Chyba jednak najważniejsze w całym tym kosmicznym przedsięwzięciu jest to, że Murray'owi udało się stworzyć samochód, o którym marzył. Auto z wyścigowymi genami, dające się użytkować na co dzień jak każdy inny samochód, a do tego dające przeogromną frajdę z jazdy.

Nie ma drugiego takiego samochodu w historii motoryzacji i chyba nigdy już nie będzie.

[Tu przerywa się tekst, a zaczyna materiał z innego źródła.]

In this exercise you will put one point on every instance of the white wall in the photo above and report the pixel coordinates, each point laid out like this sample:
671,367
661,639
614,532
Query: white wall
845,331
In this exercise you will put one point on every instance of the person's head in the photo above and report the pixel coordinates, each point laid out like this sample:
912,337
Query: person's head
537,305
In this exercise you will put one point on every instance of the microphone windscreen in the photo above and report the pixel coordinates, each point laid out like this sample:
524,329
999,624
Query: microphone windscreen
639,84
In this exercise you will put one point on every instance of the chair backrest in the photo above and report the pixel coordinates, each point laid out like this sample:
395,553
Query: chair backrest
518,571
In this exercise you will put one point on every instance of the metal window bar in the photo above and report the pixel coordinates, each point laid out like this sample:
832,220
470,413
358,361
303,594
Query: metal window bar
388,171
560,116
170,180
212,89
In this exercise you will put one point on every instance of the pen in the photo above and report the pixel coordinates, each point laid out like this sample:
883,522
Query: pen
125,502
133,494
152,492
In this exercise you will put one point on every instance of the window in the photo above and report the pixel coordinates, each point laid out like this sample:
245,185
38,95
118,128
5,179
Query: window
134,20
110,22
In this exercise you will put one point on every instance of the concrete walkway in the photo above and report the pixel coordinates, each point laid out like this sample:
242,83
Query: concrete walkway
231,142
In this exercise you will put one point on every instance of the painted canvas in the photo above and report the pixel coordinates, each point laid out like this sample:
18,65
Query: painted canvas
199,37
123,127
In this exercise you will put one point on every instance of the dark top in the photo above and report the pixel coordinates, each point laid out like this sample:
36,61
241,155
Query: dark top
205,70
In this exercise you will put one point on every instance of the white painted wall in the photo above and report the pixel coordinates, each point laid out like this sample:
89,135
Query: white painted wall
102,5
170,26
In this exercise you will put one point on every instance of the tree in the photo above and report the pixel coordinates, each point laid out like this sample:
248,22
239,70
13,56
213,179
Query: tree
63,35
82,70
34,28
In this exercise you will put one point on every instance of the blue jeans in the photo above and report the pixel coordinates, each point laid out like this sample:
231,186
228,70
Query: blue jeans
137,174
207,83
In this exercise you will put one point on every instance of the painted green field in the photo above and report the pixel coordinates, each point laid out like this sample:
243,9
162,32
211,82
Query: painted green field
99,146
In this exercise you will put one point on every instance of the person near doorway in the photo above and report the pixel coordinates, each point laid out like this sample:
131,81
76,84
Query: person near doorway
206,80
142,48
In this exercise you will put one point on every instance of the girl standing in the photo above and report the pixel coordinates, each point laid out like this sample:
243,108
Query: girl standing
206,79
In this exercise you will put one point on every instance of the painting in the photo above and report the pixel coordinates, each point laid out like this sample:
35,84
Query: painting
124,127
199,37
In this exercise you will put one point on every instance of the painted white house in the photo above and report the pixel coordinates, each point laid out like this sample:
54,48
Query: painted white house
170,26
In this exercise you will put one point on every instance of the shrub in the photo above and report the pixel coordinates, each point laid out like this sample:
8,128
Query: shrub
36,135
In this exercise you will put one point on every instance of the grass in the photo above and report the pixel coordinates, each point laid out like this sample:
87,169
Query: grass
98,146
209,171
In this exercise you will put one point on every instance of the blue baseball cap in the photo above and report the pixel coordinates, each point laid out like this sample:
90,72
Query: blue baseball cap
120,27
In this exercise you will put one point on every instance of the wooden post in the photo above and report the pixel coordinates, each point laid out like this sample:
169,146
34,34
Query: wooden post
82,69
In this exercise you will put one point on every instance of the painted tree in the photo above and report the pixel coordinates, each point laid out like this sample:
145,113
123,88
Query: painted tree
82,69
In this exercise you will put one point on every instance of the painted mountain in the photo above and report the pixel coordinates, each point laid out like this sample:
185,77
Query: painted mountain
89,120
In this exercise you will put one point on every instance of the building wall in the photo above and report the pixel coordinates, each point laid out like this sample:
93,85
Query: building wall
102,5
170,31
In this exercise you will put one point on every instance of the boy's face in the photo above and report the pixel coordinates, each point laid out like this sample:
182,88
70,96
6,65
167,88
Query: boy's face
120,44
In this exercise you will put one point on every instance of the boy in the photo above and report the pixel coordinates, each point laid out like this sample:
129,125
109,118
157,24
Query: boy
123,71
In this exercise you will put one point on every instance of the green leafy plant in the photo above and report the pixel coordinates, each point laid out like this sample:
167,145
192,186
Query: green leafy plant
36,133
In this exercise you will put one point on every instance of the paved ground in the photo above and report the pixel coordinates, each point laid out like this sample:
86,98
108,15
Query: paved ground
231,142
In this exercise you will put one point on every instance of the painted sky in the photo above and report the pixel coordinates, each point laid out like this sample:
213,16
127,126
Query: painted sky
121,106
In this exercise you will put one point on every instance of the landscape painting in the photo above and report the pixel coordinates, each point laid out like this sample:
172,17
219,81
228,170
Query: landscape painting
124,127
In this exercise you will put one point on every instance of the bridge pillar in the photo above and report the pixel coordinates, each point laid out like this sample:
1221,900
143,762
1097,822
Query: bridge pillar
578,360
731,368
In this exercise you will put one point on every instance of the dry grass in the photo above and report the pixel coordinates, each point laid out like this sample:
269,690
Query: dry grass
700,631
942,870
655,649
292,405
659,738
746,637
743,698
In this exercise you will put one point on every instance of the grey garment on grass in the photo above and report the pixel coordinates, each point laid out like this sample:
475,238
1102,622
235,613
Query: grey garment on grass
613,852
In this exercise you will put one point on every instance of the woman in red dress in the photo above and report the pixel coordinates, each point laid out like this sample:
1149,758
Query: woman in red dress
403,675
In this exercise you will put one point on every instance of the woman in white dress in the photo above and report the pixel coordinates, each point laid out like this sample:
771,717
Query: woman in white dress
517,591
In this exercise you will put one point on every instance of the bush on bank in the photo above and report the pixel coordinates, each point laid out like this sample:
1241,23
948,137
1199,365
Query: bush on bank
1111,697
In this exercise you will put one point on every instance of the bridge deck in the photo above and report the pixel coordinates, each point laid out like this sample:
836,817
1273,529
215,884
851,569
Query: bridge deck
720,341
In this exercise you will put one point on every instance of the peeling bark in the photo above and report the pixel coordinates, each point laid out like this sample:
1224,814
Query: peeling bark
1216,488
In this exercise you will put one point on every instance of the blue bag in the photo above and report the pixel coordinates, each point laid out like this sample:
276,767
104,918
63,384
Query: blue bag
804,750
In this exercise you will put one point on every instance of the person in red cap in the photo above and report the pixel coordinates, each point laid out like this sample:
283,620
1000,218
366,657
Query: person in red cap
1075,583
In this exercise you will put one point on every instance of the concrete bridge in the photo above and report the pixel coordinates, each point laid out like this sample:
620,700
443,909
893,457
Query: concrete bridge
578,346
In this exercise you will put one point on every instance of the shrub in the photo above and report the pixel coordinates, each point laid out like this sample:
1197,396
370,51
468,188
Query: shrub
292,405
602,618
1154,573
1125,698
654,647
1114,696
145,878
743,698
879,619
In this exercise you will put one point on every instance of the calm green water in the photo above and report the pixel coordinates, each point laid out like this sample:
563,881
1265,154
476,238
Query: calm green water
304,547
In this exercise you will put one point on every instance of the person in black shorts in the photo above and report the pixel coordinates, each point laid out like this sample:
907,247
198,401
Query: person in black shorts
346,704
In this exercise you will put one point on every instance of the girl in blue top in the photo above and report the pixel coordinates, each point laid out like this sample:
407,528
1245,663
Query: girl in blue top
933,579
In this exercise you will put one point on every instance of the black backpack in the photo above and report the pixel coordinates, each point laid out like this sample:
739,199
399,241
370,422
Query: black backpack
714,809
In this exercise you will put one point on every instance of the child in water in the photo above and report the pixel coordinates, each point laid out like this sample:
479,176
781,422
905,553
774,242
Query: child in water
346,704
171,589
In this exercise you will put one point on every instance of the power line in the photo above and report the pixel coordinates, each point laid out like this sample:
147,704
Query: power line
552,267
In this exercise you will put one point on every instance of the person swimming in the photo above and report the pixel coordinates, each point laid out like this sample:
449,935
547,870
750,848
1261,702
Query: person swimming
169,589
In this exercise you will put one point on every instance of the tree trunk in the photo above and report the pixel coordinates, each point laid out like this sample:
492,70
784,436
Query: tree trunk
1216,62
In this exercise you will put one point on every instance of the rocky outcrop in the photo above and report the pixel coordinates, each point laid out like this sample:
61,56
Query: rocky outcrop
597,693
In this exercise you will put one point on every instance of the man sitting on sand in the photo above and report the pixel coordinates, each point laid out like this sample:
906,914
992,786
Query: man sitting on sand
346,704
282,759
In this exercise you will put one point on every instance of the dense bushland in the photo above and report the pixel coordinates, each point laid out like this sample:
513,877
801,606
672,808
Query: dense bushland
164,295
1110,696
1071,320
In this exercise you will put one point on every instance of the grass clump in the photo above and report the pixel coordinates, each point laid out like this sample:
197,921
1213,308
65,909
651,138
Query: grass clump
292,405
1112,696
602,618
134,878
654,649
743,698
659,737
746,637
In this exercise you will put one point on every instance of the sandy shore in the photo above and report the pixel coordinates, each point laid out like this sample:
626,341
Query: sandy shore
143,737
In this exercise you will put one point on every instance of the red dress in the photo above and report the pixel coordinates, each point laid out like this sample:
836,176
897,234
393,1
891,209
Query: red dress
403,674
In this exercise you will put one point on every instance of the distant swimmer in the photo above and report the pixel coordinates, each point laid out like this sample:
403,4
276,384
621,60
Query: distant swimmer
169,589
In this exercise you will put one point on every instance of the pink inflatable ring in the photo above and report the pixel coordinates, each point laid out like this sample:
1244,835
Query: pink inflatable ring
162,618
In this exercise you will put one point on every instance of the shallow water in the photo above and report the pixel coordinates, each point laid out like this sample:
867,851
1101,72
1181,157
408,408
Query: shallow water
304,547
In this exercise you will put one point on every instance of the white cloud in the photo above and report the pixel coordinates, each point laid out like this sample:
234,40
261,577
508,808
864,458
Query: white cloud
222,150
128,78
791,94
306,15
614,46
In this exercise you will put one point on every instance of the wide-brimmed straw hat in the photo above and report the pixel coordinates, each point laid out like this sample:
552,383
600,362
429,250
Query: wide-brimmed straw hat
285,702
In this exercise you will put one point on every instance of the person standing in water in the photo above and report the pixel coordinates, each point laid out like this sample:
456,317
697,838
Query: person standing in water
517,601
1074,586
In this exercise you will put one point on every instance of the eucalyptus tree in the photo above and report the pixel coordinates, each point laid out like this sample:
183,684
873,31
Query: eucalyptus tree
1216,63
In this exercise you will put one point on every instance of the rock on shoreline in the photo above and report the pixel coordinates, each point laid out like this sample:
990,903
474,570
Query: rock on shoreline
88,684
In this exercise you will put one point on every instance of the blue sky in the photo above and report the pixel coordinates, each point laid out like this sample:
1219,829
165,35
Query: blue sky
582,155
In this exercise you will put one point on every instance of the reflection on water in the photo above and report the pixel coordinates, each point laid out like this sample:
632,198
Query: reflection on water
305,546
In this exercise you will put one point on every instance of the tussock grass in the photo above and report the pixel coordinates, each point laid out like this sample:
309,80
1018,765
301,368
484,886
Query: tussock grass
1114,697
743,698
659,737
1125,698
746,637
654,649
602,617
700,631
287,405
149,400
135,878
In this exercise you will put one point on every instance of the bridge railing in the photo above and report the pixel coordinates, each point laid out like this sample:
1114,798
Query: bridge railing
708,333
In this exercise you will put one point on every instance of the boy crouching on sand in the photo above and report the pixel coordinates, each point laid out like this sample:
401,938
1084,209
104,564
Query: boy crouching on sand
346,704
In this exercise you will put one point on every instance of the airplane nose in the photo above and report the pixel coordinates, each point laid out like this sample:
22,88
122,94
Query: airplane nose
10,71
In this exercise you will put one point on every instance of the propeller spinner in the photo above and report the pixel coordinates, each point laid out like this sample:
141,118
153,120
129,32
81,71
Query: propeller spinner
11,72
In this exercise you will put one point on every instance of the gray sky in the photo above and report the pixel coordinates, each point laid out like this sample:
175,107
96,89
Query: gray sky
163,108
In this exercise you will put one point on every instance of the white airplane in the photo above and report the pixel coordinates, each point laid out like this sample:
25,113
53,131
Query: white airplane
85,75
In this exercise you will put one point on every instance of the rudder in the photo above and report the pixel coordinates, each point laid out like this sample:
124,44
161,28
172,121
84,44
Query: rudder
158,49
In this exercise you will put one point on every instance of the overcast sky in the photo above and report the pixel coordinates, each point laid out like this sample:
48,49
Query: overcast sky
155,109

PS. Dla zainteresowanych kolejnymi niesamowitymi ciekawostkami o F1, podrzucam LINK do świetnego anglojęzycznego artykułu, którym podpierałem się przy pisaniu tego tekstu.

Komentarze (9)

4 kółka i nie tylko
31.08.2017
20:04

4 kółka i nie tylko napisał

Cóż, to auto nie jest zaprojektowane by być stylowe i przyciągać wzrok formą, to raczej forma jest podporządkowana funkcji i poniekąd (przynajmniej dla mnie jako inżyniera) to w tej technologii jest piękno ;)

Tasker GT-R
30.08.2017
09:43

Tasker GT-R napisał

Stylistycznie to nie moja bajka, za to z inżynieryjnego punktu widzenia to istna rewelacja!

Damian Szymaszek
29.08.2017
10:35

Damian Szymaszek napisał

Mnie to się ta ręcznie robiona instrukcja podoba. Ktoś już kompletnie odpłynął... :)

Bartez B.
29.08.2017
09:47

Bartez B. napisał

Genialny wpis. Choć z zewnątrz nie robi on jakiegoś oszałamiającego wrażenia (jak na dzisiejsze czasy), to w środku dalej się fajnie prezentuje. No i cała myśl jaka stała za tym w jaki sposób F1 powstało... bomba!

Marcin Rdzanek
28.08.2017
16:26

Marcin Rdzanek napisał

Tak bardzo #jeździłbym, że to się w głowie nie mieści!

Adam Wojnarowicz
28.08.2017
15:18

Adam Wojnarowicz napisał

Tekstu z linku nie czytałem jeszcze, ale warto tam wejść dla samych zdjęć!

Dawid Firlej
28.08.2017
11:18

Dawid Firlej napisał

Rewelacyjny artykuł!

Dominik Kaczorowski
28.08.2017
11:05

Dominik Kaczorowski napisał

McLarena F1 pamiętam z Need for Speed 2, ale nigdy bym nie pomyślał, że aż taka historia stoi za tym autem.

Kacper Doomny
28.08.2017
10:32

Kacper Doomny napisał

Świetny wpis, który faktycznie opowiada fascynującą historię samochodu. Odnoszę jednak wrażenie, że ten model jest jakby lekko zapomniany i nie pojawia się tak często przy omawianiu supersamochodów.